To cope with stagnation of turnover in the U.S. retail industry, Best Buy expanded its business to overseas sites. In a total of 1,150 outlets, Best Buy offers goods and services in the United States, Canada, Puerto Rico, Mexico, and Turkey. By the end of 2008, Best Buy hoped to have eight stores operating in China. The first two were opened in Shanghai.

Best Buy is about to expand to the major European markets. The first step is a joint venture with a British mobile phone provider, Carphone Warehouse. In addition to mobile telephony, this joint venture intends to sell various consumer electronics in the 2,400 outlets in the United Kingdom.
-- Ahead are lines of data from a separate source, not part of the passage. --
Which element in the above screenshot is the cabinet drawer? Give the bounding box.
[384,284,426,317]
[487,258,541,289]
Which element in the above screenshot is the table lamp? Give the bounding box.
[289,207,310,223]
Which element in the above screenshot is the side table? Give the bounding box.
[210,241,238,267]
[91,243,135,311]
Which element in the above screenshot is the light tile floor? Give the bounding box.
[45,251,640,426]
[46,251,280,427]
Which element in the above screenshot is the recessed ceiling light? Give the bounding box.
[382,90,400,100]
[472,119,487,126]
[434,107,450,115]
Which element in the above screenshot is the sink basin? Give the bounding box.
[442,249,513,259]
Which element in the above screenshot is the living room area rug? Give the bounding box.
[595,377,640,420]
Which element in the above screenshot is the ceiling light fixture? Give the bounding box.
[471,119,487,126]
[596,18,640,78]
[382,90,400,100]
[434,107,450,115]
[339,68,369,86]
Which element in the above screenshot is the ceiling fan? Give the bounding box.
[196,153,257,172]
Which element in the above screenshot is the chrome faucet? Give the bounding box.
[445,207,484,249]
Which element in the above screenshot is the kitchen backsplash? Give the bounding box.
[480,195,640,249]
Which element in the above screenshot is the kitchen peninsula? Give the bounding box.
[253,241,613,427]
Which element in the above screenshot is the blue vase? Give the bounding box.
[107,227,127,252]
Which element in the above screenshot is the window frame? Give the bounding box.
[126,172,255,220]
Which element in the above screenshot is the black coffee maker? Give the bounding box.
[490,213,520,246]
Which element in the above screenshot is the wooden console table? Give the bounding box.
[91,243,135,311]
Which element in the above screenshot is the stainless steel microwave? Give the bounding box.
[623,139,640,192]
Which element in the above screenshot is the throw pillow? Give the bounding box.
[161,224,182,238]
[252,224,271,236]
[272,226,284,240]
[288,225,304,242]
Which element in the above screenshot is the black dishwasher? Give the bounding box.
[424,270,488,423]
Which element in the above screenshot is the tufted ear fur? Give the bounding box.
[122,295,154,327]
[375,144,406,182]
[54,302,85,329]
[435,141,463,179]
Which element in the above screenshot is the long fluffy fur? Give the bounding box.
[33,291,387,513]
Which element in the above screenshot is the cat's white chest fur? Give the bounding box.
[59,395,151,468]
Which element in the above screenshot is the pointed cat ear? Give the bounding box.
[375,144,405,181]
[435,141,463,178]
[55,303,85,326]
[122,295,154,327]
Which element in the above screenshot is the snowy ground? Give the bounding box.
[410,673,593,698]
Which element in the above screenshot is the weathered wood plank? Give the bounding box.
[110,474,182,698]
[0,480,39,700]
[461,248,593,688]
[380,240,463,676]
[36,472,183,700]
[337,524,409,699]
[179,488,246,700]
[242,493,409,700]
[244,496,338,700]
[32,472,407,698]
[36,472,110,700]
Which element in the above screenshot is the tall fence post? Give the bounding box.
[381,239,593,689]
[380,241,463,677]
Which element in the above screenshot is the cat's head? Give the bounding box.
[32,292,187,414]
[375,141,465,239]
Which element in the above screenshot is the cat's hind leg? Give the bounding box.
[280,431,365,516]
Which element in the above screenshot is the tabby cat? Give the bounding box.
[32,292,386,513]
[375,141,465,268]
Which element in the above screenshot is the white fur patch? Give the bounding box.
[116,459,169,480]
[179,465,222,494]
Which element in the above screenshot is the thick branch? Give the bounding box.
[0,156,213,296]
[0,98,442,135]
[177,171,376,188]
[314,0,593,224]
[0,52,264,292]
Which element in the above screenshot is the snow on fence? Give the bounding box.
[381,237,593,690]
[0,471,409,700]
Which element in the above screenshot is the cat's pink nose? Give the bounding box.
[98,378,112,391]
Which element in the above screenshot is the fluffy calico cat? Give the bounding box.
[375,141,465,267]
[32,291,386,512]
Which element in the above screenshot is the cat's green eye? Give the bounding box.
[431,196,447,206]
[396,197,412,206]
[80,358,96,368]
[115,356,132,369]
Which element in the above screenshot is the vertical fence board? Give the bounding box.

Carphone Warehouse also provides this joint venture with stores in other European countries, including 240 Phone House outlets in Germany. Thus, Best Buy could become a credible competitor to the German Metro Group, operating two successful consumer electronics chains, Media Markt and Saturn, in various European countries.

Best Buy’s business model differs from those of competitors by emphasizing care for customers’ needs. On the one hand, customers can ask for technically skilled employees to install the products in their homes, thus receiving a sophisticated technical solution including planning, financing, all installations, inspections, and repairs. On the other hand, the private label, low-price offerings match the quality of national brands.

Best Buy is currently facing negative publicity because of the computer repair services it provides. Critics focus on lost data stored on notebooks that were left for repair. However, Best Buy is well known for its elaborate corporate responsibility strategy, fitting social and environmental protection aspects into the stakeholders’ interest portfolio. Striking elements of Best Buy’s corporate relations are the sponsoring of the NASCAR Haas CNC Racing team, the Best Buy Scholarship, and the Best Buy Teach Awards.

Bibliography:

  1. Best Buy, Annual Report Fiscal Year 2008;
  2. Chakravarthy and P. Lorange, “Continuous Renewal, and How Best Buy Did It,” Strategy & Leadership (2007);
  3. Elizabeth Gibson and Andrew Billings, “Best Practices at Best Buy: A Turnaround Strategy,” Journal of Business Strategy (2003);
  4. Elizabeth Gibson and Andrew Billings, Big Change at Best Buy: Working through Hypergrowth to Sustained Excellence (Davies-Black, 2003);
  5. McWilliams, “Analyzing Customers, Best Buy Decides Not All Are Welcome,” Wall Street Journal Online, online.wsj.com (2004);
  6. Salomann, L. Kolbe, and W. Brenner, “Self-Services in Customer Relationships: Balancing High-Tech and HighTouch Today and Tomorrow,” e-Service Journal (2006).